E’ inevitabile ma ogni volta che succede una tragedia così penso ai tanti amici che chi per scelta e chi perchè senza scelta hanno preso la via dell’estero. E ogni volta involontariamente sovrappongo le foto tra chi non ho mai conosciuto ma nella tragedia mi sembra molto vicino e chi invece conosco benissimo anche se vive ugualmente lontano.

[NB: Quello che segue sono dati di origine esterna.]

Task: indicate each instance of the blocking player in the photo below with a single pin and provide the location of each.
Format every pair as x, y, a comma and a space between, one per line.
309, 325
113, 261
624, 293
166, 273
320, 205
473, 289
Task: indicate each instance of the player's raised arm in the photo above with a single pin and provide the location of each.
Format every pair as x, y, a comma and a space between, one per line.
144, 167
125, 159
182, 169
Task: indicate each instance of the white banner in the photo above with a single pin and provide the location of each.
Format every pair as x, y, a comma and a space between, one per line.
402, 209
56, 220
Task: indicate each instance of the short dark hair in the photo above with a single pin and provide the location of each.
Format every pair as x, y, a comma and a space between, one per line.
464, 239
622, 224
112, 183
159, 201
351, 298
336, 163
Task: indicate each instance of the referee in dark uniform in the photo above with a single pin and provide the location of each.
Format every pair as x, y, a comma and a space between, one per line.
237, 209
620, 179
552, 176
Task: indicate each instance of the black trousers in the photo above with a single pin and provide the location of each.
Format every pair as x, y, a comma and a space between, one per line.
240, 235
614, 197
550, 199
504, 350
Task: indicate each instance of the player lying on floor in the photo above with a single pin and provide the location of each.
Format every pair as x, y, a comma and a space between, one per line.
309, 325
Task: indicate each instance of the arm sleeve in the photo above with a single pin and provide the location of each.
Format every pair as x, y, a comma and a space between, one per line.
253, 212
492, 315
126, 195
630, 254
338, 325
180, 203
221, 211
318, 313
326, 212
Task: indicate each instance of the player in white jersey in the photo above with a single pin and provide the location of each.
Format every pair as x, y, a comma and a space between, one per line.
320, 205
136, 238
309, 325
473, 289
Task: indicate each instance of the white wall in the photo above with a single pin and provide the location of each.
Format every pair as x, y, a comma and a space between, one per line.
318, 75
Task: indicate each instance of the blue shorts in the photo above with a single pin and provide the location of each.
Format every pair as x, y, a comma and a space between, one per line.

E’ sbagliato e non è così ma a me Marco e Gloria sembra di conoscerli da sempre: sembra di percepire le insicurezze dell’età, il sentimento di abbandono per tutta una generazione, la voglia di stare insieme nel reciproco affetto nonostante tutto e la ricerca intima di un proprio posto dentro una qualche società. E’ una delle tante storie delle nostre generazioni, perchè non sono più solo una ma iniziano ad essere diverse; quelle storie che forse dovremmo raccontarci di più tra di noi, con la crudeltà della realtà e senza retorica, per quel che sono. E dovremmo essere schietti e lucidi anche per analizzare i compromessi e i ritmi di lavoro sopportati da chi un posto ce lo ha, ma è costretto a vivere per lavorare con più ore lavorate che quelle che si trovano su quadrante di un orologio. Forse dovremmo parlarci di più, forse dovremmo fare qualcosa in più per definirci, per avere consapevolezza di cosa siamo, di quanti siamo, per capire cosa è giusto e sbagliato, per rivedicare tutti insieme un futuro degno, uno migliore,qui e non altrove. Lo dico da persona conscia di essere nel segmento dei più fortunati tra i miei coetanei ma che prova un’ immensa rabbia per come questo Paese sta trattando da anni la più istruita, e forse quella con maggior potenziale tra tutte, generazione della storia della nostra nazione.
Forse ad una certa dovremmo dire basta e riprenderci in un qualche modo un presente per cui vale la pena faticare, senza eccessi, e che ci permetta di progettare un futuro e che sia un futuro degno.
Non so come e quando, ma dovremo farlo forse anche per ricordare quelli come Marco e Gloria che ora non posso più.